Die „Transitzonen“ liegen jenseits der ungarischen Grenzzäune - und damit nach ungarischer Auffassung nicht auf ungarischem Staatsgebiet. Flüchtlinge können dort Asylanträge stellen. Werden illegal eingereiste Flüchtlinge aufgegriffen, müssten sie nach dem seit Sommer 2015 geltenden Gesetz in Ungarn wegen Grenzverletzung vor Gericht kommen. Bisher geschah dies nach Angaben von Bakondi in 4942 Fällen. In der Regel werden sie zur Abschiebung nach Serbien oder Kroatien verurteilt, jedoch wird dies kaum umgesetzt, weil diese Nachbarländer die Flüchtlinge kaum zurücknehmen.

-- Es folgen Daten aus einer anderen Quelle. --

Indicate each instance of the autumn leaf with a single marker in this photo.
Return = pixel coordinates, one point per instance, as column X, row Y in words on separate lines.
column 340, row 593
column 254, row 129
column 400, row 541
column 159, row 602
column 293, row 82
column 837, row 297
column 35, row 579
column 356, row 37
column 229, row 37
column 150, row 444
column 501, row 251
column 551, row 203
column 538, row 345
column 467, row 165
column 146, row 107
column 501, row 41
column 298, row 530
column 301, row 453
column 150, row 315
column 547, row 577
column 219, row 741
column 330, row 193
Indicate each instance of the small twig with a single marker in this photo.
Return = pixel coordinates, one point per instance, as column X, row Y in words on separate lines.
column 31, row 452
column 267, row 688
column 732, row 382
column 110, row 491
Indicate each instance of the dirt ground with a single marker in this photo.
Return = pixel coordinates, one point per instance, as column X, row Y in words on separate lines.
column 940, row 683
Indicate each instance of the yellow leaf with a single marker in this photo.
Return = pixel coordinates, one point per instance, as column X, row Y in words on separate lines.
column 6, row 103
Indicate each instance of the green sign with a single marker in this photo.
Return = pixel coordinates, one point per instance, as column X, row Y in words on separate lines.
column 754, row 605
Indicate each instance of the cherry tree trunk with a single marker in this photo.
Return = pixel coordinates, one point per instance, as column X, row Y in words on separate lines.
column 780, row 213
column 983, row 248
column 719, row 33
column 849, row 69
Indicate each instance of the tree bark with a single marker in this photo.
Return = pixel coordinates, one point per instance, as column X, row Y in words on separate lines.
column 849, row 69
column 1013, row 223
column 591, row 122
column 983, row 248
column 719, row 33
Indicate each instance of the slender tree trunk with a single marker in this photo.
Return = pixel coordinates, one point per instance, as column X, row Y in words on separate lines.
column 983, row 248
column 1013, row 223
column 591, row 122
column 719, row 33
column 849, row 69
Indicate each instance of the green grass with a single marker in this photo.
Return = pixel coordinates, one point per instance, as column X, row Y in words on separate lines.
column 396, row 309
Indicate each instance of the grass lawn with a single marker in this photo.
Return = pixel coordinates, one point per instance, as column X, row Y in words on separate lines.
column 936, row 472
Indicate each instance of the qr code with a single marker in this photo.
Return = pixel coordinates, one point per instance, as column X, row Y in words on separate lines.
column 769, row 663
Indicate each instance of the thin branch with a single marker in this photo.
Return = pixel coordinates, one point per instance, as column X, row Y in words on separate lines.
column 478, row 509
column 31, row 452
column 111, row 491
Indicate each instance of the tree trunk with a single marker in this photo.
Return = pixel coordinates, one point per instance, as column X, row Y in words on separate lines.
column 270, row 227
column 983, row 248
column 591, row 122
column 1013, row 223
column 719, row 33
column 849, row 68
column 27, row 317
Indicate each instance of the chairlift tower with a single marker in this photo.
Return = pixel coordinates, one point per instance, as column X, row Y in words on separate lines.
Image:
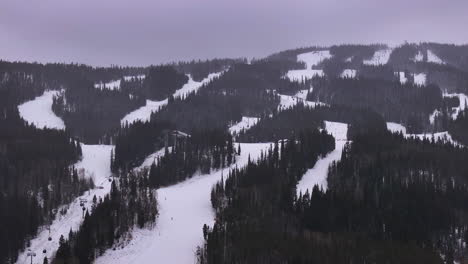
column 32, row 255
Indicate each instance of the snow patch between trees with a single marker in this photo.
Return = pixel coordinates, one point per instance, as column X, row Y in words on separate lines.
column 245, row 124
column 432, row 57
column 311, row 59
column 439, row 136
column 380, row 57
column 420, row 79
column 349, row 73
column 96, row 165
column 463, row 98
column 144, row 113
column 38, row 112
column 319, row 173
column 183, row 210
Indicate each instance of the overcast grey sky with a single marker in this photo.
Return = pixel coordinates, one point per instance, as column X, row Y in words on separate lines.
column 142, row 32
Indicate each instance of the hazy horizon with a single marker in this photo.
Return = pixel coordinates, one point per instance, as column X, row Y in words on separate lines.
column 146, row 32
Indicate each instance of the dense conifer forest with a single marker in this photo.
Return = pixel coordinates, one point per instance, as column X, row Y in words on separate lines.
column 36, row 177
column 391, row 198
column 130, row 204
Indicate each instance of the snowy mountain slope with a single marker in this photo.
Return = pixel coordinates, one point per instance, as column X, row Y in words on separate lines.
column 463, row 98
column 311, row 59
column 152, row 158
column 144, row 113
column 433, row 116
column 380, row 57
column 418, row 57
column 398, row 128
column 193, row 86
column 432, row 57
column 402, row 77
column 244, row 124
column 95, row 164
column 288, row 101
column 115, row 84
column 420, row 79
column 318, row 174
column 183, row 210
column 136, row 77
column 39, row 112
column 348, row 73
column 112, row 85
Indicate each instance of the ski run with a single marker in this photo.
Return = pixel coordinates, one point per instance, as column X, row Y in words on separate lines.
column 95, row 164
column 183, row 210
column 318, row 174
column 380, row 57
column 144, row 113
column 438, row 136
column 39, row 112
column 311, row 59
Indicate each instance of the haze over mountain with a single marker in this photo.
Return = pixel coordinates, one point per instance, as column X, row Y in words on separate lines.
column 144, row 32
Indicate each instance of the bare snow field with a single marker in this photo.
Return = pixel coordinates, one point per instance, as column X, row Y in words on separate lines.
column 402, row 76
column 348, row 73
column 318, row 174
column 152, row 159
column 183, row 210
column 96, row 165
column 380, row 57
column 463, row 98
column 418, row 57
column 39, row 112
column 244, row 124
column 433, row 116
column 288, row 101
column 398, row 128
column 115, row 84
column 112, row 85
column 420, row 79
column 432, row 57
column 144, row 113
column 311, row 59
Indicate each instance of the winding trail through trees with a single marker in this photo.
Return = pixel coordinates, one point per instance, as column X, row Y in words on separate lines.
column 183, row 210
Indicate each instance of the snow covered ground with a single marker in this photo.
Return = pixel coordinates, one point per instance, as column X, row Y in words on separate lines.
column 433, row 116
column 96, row 165
column 380, row 57
column 183, row 210
column 193, row 86
column 349, row 73
column 318, row 174
column 402, row 76
column 39, row 111
column 420, row 79
column 115, row 84
column 244, row 124
column 152, row 158
column 288, row 101
column 112, row 85
column 144, row 113
column 432, row 57
column 395, row 128
column 418, row 57
column 463, row 98
column 137, row 77
column 311, row 59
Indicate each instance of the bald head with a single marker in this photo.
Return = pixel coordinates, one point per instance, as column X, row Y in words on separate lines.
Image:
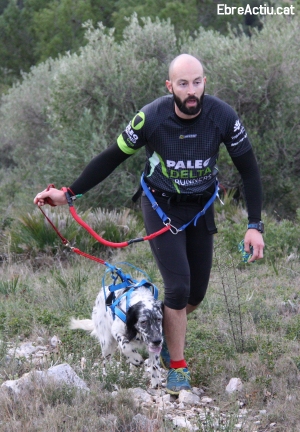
column 185, row 64
column 187, row 84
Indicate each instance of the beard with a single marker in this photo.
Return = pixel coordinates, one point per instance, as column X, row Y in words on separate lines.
column 181, row 104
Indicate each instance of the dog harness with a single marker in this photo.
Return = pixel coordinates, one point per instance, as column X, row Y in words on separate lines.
column 128, row 284
column 165, row 219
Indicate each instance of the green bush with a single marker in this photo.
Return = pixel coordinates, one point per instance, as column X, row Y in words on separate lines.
column 67, row 110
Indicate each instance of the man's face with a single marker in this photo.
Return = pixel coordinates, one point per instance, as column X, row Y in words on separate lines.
column 187, row 84
column 191, row 105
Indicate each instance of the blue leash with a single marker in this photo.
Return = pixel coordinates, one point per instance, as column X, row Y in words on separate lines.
column 165, row 219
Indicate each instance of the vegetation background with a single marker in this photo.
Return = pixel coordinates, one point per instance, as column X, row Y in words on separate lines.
column 72, row 74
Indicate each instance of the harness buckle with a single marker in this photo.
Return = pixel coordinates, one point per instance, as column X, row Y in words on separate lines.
column 67, row 244
column 173, row 229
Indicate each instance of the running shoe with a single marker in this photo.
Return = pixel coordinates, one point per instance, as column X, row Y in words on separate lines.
column 178, row 379
column 165, row 356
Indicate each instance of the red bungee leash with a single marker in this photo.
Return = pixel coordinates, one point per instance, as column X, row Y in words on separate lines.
column 100, row 239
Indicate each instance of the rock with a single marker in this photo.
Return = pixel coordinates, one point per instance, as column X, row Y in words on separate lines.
column 235, row 384
column 184, row 423
column 206, row 400
column 61, row 374
column 141, row 394
column 188, row 397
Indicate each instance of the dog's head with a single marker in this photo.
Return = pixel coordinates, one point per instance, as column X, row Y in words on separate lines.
column 145, row 318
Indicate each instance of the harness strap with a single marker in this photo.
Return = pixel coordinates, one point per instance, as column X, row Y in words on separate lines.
column 166, row 220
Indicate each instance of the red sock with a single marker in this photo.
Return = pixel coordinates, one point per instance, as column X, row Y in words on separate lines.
column 178, row 364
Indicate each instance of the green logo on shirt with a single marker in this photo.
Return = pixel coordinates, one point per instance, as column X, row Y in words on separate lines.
column 138, row 121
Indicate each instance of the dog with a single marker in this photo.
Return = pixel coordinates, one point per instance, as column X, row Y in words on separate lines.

Seit Anfang dieses Jahres habe Ungarn 17.351 illegal eingereiste Menschen aufgegriffen, sagte Bakondi. Im gesamten Jahr 2015 seien es rund 391.000 gewesen. 330 Flüchtlinge befänden sich in Haft. Von ingsesamt rund 199.000 Asylanträgen habe Ungarn 264 genehmigt.

Gregor Mayer von der Deutschen Presseagentur schilderte bereits vor einiger Zeit in einer interessanten Reportage, wie in Ungarn illegale Einwanderer vor Gericht landen:

Der harte Kurs gegen Asylbewerber treibt seltsame Blüten. Die ungarische Justiz bestraft Menschen, die den Grenzzaun übertreten, mit Landesverweis. Doch die Urteile können nicht umgesetzt werden.

Szeged (dpa) – Es ist ein Tag wie jeder andere im Justizpalast der südungarischen Grenzstadt Szeged. Im Saal 34 des beeindruckenden Neorenaissance-Baus aus der späten Monarchiezeit sitzt Kreisrichter Illes Nanasi über neun Flüchtlinge zu Gericht: vier Männer und eine Frau aus Eritrea sowie ein Mann und drei Frauen aus Somalia. Ihr „Verbrechen“: Sie waren drei Tage zuvor im Dunkel der Nacht unter dem Grenzzaun durchgekrochen, mit dem sich Ungarn seit vergangenem September gegen Flüchtlinge abschottet.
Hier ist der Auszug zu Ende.